Until there is unity among Black leaders, there will be no true leadership.

Everyone agrees that if we keep doing the same thing that we’ve been doing, we will get the same outcome. Thus, creating a collective is the best way to go. But what keeps us from doing this is the distrust of each other that has paralyzed our community to the point of hopelessness.; a distrust that can never be challenged if we don’t come together. Our leadership must set the example of the unity that our people need.  We can all talk about our problems ad nauseam.  Unfortunately, few discuss what we can do to get out of this mess. 

In my humble opinion, there are three things that we must recognize if we are to have a shot at changing our conditions:

1) It’s going to take a significantly high level of Black unity;

2) Our progress will only come when we organize our resources, capacities, and people; and

3) We will have to earn the success that we envision. No one will give us what we need and what we deserve.

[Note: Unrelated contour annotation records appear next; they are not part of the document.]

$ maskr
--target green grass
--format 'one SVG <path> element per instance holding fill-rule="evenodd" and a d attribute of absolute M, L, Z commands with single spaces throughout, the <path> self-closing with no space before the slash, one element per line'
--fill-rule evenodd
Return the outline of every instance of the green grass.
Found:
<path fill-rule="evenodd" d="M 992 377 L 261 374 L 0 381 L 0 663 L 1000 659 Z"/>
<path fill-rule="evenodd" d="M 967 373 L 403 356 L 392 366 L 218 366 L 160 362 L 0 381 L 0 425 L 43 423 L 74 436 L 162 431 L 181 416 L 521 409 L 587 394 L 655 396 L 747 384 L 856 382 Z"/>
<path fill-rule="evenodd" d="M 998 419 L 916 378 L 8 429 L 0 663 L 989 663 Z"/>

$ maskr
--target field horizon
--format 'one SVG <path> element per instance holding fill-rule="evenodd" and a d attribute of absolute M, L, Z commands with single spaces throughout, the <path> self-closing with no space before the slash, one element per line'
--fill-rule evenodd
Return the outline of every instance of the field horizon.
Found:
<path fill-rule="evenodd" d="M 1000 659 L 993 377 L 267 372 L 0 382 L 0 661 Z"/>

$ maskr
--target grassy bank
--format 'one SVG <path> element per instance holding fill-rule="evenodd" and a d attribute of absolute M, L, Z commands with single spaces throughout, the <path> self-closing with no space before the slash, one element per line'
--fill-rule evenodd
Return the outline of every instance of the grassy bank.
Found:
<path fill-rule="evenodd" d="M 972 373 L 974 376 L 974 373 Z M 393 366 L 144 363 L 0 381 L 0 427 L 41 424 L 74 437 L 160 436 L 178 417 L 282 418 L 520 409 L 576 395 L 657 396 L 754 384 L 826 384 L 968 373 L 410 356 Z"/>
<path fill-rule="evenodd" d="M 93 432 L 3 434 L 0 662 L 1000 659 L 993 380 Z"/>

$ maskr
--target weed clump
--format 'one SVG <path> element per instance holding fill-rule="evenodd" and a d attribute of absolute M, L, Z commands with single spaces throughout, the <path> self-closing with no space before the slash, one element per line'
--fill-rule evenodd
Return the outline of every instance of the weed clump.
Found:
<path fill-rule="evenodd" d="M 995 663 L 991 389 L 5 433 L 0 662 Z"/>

Conditions demand that you get out of your comfort zone and make your voice heard. We must end our self-imposed complacency and join the fight.  We won’t be able to remove the distrust we harbor toward each other until we fight our internal differences and get ourselves to the table. Too many of us are sitting on the sidelines.      

I’m frustrated and dismayed by the lack of leadership and ‘take charge’ attitude that we are showing in our community.  We make excuse after excuse for not coming together.  I say excuse because the large number of children that we lose daily should embarrass us into doing something.  Our children don’t care about our status, egos, or our pedigree. Their destiny has already been determined unless we unite around the common cause of Black survival.  Some say, that I’m too preachy; that I’m talking down to the people. Nothing could be further from the truth.  I’m doing the best I can because I’m not only working on those issues that I deem important, I’m equally working to unite our leaders and our people. 

We are greater than the sum of our parts. Our problem is that we just get to see it often enough.  If you look at a house, each ‘part from the design to the labor, has its own value.  But putting the parts together in one place at one time, the final product escalates the value exponentially.  When it all comes together, some call it synergy.  We reference the greatness of our people, but to be great is to have great leaders and to be a great leader, one must be able to lead. 

‘There comes a time when silence is betrayal” –Rev. Dr. Martin Luther King, Jr.